Siamo arrivati così ai confini di una farsa che però potrebbe trasformarsi in tragedia. Tutto questo per colpa del Partito Democratico? Suvvia, siamo seri. Diamo alle parole il senso che viene dai fatti. Berlusconi è stato condannato in via definitiva, dopo tre gradi di giudizio, a una pena pesante e a una misura accessoria da determinare ma che, per uno come lui, sarà senza dubbio ancora più mortificante. Però, non è stato condannato per aver copiato la tesi di un altro o per essersi dimenticato di regolarizzare la colf, bensì per evasione fiscale. Per di più, in pieno conflitto di interessi, perché da una parte badava ai suoi interessi personali e dall’altra danneggiava quelli del Paese che rappresentava come primo ministro.
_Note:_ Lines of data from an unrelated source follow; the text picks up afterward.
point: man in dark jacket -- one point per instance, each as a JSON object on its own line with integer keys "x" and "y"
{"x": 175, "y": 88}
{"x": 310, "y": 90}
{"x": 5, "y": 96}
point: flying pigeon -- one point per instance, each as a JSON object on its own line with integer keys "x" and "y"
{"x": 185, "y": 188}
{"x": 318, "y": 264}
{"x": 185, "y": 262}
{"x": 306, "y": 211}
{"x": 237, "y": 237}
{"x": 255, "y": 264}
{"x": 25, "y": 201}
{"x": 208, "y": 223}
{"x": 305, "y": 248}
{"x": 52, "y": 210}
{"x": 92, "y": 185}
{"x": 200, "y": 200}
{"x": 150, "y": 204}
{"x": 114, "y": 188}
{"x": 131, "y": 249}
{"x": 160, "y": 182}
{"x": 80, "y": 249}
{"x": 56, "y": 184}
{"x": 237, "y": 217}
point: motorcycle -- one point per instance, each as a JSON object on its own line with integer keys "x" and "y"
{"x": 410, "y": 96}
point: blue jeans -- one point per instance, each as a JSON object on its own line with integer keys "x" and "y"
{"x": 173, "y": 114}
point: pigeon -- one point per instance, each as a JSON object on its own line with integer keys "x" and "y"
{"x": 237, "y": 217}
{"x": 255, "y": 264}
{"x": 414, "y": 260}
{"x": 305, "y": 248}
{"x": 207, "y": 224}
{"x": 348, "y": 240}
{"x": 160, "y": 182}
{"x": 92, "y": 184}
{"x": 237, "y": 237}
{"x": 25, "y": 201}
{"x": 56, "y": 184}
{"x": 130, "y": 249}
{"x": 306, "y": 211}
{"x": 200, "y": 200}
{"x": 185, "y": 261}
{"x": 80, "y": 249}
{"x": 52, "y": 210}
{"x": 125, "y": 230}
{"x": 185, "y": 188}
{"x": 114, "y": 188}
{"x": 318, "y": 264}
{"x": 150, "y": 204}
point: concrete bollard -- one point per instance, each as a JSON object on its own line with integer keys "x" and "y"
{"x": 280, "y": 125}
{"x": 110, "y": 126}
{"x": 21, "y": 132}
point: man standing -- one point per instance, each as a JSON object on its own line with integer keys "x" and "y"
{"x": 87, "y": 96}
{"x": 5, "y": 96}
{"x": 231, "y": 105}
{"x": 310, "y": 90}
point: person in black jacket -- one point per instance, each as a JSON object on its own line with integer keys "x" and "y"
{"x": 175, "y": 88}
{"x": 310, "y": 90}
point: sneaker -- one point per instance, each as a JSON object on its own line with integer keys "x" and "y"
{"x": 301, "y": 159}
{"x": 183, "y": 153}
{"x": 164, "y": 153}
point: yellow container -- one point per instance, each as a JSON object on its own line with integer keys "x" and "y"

Di qui si deve partire, obbligatoriamente, per distribuire responsabilità e addossare colpe. Con la Costituzione che ci siamo dati, la quale garantisce l’autonomia ai tre poteri su cui si regge lo stato di diritto, non hanno senso le accuse di Berlusconi, così come pare fuori luogo quel suo voler sovrapporre alla condanna il riconoscimento elettorale che ha ottenuto e che potrebbe ottenere in futuro. Non si diventa innocenti in virtù dei voti, ma in base ai verdetti delle corti di giustizia. Mischiare le carte favorisce soltanto la confusione, per tacere di quella deriva populista di cui siamo stati altre volte storicamente protagonisti e vittime.
In altri Paesi, democratici, personaggi eminenti si sono dimessi per molto meno. Qualcuno si è ritirato addirittura dalla vita pubblica. A Berlusconi non si chiede tanto, l’uomo è quel che è e si vede. Ma è inutile che giri la frittata. Sta bruciando da una parte sola. La sua.